D.C. Independent Film Festival: Sons of the City, Reviewed
Written and directed by Marcus Richardson, a Howard University graduate who studied film, Sons of the City is a coming-of-age story with a local perspective. It tells the story of Joe, a young man who grew up in D.C. and studies business at Howard. He does not belong in either world, exactly: His classmates don't understand his rough upbringing, and his education alienates his childhood friends. His duel identities clash after a night at the club: Joe and his friends get into a fight, and then his friend is killed in a drive-by shooting. Joe spends the rest of the movie reeling from his friend's death, and debating over whether to take action.
This is Richardson's first film, and his ambition may exceed his present range. There are several powerful scenes: There is raw intensity when Joe begins an abrupt fight in his girlfriend's kitchen, and heated arguments among Joe's friends end with heartbreaking implications about the cyclical nature of violence. The problem is what surrounds these tender moments.
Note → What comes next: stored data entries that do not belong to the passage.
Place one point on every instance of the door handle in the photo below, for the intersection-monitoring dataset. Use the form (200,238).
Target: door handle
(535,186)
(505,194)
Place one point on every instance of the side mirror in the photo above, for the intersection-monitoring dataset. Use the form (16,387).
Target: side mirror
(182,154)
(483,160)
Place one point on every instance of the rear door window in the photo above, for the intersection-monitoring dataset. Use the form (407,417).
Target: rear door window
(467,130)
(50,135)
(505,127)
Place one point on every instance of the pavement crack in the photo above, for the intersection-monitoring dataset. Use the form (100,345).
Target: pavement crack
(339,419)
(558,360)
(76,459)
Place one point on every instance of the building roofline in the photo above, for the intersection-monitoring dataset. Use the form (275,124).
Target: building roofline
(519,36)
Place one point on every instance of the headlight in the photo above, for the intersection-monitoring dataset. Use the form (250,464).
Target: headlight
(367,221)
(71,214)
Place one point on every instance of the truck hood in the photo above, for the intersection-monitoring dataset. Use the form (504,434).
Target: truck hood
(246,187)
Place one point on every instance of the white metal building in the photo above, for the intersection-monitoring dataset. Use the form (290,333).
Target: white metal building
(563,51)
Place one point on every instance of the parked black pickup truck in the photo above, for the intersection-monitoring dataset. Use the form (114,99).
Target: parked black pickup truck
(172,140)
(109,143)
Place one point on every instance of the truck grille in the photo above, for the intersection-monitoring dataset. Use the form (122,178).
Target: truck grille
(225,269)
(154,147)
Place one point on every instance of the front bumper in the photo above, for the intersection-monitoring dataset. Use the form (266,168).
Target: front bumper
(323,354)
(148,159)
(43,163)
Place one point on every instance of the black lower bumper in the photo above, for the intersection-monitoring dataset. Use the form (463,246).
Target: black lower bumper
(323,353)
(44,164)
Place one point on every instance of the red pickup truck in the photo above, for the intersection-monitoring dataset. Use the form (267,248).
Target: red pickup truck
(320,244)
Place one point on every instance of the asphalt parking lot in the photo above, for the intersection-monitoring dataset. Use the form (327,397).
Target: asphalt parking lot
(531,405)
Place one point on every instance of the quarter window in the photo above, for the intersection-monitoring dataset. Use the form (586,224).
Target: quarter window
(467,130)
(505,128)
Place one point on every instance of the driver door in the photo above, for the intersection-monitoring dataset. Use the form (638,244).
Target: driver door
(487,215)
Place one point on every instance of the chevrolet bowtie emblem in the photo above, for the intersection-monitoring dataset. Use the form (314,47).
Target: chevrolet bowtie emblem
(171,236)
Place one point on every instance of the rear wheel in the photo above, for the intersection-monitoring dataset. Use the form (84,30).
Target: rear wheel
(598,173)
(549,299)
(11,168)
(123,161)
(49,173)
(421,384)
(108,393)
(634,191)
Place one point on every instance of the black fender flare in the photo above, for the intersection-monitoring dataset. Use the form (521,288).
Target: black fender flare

Sons of the City has a nonstop voice-over from Joe, and very little he says is illuminating (Howard Brown Baker, who plays Joe, sounds like he's half asleep). The cloying musical score overstates the tone of too many scenes, particularly the soul-searching ones. My overall impression is that Richardson tries too hard; he knows how to frame a scene, and he knows how to coax strong performances from amateur actors. But his powerful moments are too often followed by frustrating ones.
A blurb on the D.C. Independent Film Festival's website notes that Richardson is influenced by Terrence Malick and Paul Thomas Anderson. It is easy to see how Richardson incorporates tropes from those two filmmakers, but they are unnecessary in a story so small and character-driven. Richardson has potential as a filmmaker, and his commitment to shoot in D.C. is admirable. But he might keep in mind that cinematic bells and whistles can get in the way of what truly matters to a film.